Un jour, je l’ai raconté à Étienne, je suis allé voir le vieux psychanalyste François Roustang. Je lui ai parlé du renard que j’avais encore l’espoir de chasser en découvrant comment et pourquoi, vers la fin de mon enfance, il s’était logé là, sous mon sternum, pour comprimer et ronger mon plexus solaire. Roustang a haussé les épaules. Il ne croyait plus aux explications ni d’ailleurs à la psychanalyse, seulement à la justesse des gestes. Il a dit : laissez-le sortir. Laissez-le se mettre en boule, là, sur ce canapé. Il n’y a rien d’autre à faire. Vous voyez, il est là. Il se tient tranquille. Et quand je suis parti, en me serrant la main : vous pouvez me le laisser, si vous voulez. Je vous le garde.

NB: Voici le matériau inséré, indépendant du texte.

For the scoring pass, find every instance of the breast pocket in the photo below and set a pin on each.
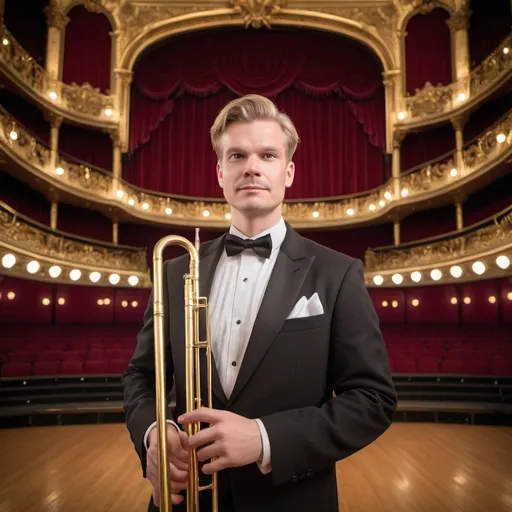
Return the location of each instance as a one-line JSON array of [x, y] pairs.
[[304, 323]]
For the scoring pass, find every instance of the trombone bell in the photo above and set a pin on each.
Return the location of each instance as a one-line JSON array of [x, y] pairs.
[[193, 306]]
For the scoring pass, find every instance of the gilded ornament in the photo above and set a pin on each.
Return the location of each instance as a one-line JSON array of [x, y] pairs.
[[258, 13]]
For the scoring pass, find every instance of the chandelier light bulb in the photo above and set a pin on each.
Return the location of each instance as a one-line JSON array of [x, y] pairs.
[[8, 260], [503, 262], [478, 268]]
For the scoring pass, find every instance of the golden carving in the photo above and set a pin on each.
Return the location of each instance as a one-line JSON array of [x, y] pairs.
[[85, 99], [257, 13], [452, 247], [429, 100], [28, 236]]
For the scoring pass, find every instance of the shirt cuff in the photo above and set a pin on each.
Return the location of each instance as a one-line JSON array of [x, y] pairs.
[[264, 464], [151, 427]]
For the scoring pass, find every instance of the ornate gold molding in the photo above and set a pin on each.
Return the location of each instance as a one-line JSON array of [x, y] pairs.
[[434, 181], [483, 242], [434, 104], [82, 104], [29, 240]]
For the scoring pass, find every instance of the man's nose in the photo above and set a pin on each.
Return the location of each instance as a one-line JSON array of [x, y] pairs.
[[252, 166]]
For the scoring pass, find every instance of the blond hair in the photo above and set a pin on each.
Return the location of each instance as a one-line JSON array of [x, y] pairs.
[[247, 109]]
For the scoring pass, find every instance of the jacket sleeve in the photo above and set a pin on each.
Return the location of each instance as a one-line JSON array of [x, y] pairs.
[[139, 381], [364, 400]]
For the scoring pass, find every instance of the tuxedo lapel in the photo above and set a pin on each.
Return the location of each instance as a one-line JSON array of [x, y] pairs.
[[208, 260], [282, 291]]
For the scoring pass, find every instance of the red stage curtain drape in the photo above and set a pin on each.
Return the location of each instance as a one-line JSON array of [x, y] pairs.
[[87, 49], [331, 88], [428, 55]]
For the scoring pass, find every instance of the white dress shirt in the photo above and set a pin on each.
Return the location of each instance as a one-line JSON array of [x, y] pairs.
[[237, 291]]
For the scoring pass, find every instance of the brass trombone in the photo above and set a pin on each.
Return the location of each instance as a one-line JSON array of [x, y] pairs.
[[193, 306]]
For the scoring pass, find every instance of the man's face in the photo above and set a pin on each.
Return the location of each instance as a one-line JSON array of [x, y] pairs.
[[253, 169]]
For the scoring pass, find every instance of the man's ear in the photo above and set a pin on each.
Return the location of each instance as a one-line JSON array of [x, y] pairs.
[[290, 174], [219, 175]]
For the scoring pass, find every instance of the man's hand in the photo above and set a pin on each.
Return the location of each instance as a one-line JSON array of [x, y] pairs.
[[234, 440], [178, 463]]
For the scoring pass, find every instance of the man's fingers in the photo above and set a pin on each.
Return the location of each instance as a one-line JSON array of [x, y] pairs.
[[202, 415]]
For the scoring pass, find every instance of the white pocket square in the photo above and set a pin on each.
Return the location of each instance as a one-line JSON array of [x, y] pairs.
[[305, 307]]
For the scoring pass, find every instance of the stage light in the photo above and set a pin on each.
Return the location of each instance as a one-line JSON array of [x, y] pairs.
[[33, 267], [416, 276], [94, 277], [8, 260], [436, 274], [478, 268], [114, 279], [55, 271], [397, 278], [456, 271], [75, 274], [503, 262], [378, 280]]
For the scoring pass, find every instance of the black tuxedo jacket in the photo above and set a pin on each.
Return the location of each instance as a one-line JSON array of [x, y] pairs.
[[321, 385]]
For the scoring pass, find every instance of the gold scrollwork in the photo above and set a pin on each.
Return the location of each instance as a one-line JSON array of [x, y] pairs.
[[493, 235], [23, 235]]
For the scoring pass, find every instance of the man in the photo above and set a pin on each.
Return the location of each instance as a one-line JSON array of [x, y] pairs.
[[301, 374]]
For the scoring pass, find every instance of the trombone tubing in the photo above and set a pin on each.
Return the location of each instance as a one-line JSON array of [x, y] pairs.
[[192, 286]]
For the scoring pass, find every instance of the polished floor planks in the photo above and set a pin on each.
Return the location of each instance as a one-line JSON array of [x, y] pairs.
[[412, 467]]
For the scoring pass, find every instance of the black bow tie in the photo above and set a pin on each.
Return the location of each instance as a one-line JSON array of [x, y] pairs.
[[262, 246]]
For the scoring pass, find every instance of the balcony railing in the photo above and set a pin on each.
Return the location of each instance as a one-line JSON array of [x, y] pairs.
[[70, 256], [481, 250], [81, 103], [100, 188]]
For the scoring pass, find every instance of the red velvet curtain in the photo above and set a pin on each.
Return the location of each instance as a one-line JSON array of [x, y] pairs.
[[330, 86], [87, 49], [428, 50]]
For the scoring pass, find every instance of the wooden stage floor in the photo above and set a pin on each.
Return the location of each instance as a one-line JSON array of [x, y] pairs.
[[413, 468]]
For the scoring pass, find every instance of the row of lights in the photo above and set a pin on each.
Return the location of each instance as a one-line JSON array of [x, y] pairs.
[[453, 300], [33, 266], [45, 301], [436, 274]]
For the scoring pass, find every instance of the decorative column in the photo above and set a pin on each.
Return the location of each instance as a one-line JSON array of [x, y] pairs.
[[459, 23], [396, 232], [122, 104], [55, 123], [459, 215], [458, 125], [54, 214], [398, 137], [115, 231], [56, 21]]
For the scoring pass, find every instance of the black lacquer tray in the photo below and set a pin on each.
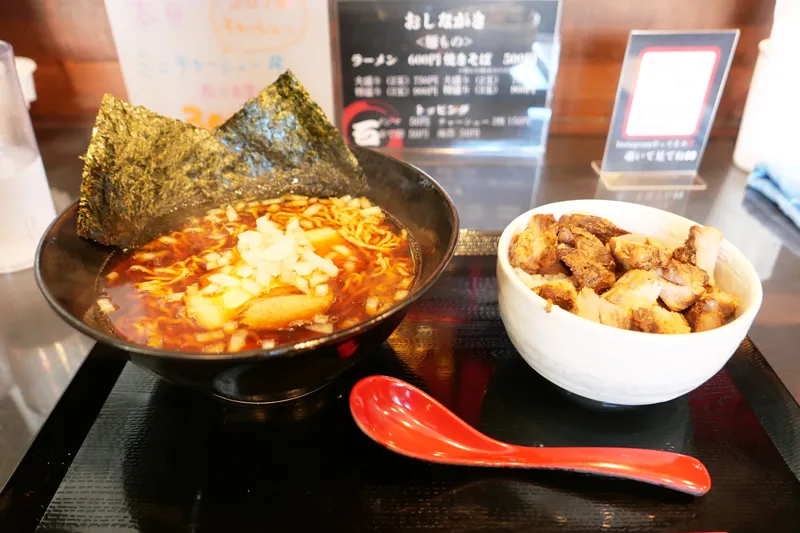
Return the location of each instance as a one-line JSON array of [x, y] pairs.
[[161, 458]]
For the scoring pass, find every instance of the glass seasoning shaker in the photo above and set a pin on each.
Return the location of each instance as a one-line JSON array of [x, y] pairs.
[[26, 206]]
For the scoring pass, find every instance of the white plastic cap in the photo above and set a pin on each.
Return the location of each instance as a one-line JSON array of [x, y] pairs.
[[25, 69]]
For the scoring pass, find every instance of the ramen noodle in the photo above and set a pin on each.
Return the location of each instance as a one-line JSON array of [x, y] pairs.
[[260, 274]]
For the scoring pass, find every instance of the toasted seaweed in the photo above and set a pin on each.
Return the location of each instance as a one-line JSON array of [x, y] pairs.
[[142, 171]]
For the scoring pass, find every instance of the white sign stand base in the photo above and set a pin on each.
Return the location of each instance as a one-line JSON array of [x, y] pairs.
[[649, 181]]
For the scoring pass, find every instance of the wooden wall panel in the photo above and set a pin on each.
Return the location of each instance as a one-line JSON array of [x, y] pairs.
[[72, 42]]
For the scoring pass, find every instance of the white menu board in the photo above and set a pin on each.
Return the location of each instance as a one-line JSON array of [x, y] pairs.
[[200, 60]]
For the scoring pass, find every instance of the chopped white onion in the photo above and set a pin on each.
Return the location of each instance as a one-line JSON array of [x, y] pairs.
[[235, 298], [374, 210], [304, 268], [252, 287], [302, 284], [317, 278], [105, 305], [267, 344], [206, 336], [342, 250], [321, 290], [175, 296], [237, 341], [211, 288], [312, 210], [224, 280], [326, 328]]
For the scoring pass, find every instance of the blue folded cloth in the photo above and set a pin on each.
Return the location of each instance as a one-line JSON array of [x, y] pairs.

J’ai cru que cela marcherait, un moment. Je ne suis pas retourné chercher le renard, il est revenu de lui-même. Aujourd’hui, il me laisse en paix, soit qu’il dorme soit qu’il ait, comme je l’espère, quitté la place pour de bon, mais à l’époque de mes entretiens avec Étienne, il y a trois ans, il était encore là. Il me faisait souffrir. Et il m’aidait à l’écouter.

 

On a commencé tout de suite la chimiothérapie, dans l’espoir de sauver sa jambe et on l’a sauvée. Il a supporté avec vaillance la plus grande partie du traitement, ce qu’il ne supportait pas c’est l’idée de perdre ses cheveux et ses poils. C’était un adolescent inquiet, tourmenté, à la virilité encore mal assurée. Les filles l’effrayaient autant qu’elles l’attiraient. Alors, quand ses cheveux ont commencé à tomber, quand à l’image qu’il voyait encore dans la glace s’est superposée celle du zombie qu’il allait bientôt devenir, chauve, sans sourcils, sans poils autour du sexe, on avait beau lui assurer que cela repousserait vite, l’angoisse a été trop forte et il a arrêté le traitement. De lui-même, en cachette, sans en parler à personne. Il lui restait seulement quelques séances, qui duraient une demi-journée et plus trois jours comme au début : ses parents l’y auraient volontiers accompagné mais il préférait, disait-il, y aller seul en métro, et en réalité il n’y allait pas. À Curie, il a expliqué qu’il suivait son traitement dans une clinique de Sceaux, il a même demandé pour cela une prescription et il fallait qu’il soit convaincant car personne n’a appelé ses parents pour s’assurer que tout se passait conformément au protocole. Il occupait les heures ainsi libérées à flâner dans Paris, à feuilleter des livres dans les librairies du Quartier latin. A quoi pensait-il en séchant sa chimiothérapie comme on sèche les cours sans enjeu de la fin de l’année ? Avait-il conscience du risque qu’il prenait ? Il dit que oui. Il dit aussi que quand il a rechuté il s’est demandé : si j’avais suivi la chimio jusqu’au bout, est-ce que je serais retombé malade ? Est-ce que j’aurais perdu ma jambe ? Il n’a pas de réponse, et il s’est rapidement désintéressé de la question.

Il a passé son bac en juin et, l’été qui a suivi, au lieu de se reposer comme on l’y encourageait, trouvé un petit boulot d’étudiant à la Fnac Sport, au rayon des raquettes de tennis. Le sport lui était interdit parce que si son tibia cassait il ne se reconstituerait pas, malgré quoi il continuait à jouer au tennis et même au foot, une des activités où le risque est le plus élevé de recevoir un bon coup de crampon, dans le tibia précisément. Est-ce qu’en prenant de tels risques il manifestait une insouciance normale chez un adolescent qui a frôlé la mort et veut vivre sans entraves, ou bien une pulsion plus obscure, c’est une question à quoi il ne répond pas non plus.

Au bout d’un an, on l’a déclaré guéri. Il fallait seulement qu’il passe des examens de contrôle, tous les trois puis tous les six mois. Il allait à Curie en sortant de ses cours de droit au Panthéon. La salle d’attente était peuplée de cancéreux qu’il regardait avec un véritable dégoût. Un jour, se souvient-il, on a apporté sur un brancard une femme dans un état épouvantable. Elle devait peser trente-cinq kilos, son visage était ratatiné comme par les Jivaros. On l’a fait passer en priorité et lui a pensé, avec colère : pourquoi est-ce qu’elle passe avant moi, qui ai tellement de choses à faire dans la vie, alors qu’il ne lui reste plus qu’à crever ? Il n’avait pas honte de cette dureté, au contraire il en tirait fierté. La maladie lui répugnait, les malades aussi, ce n’était plus son affaire.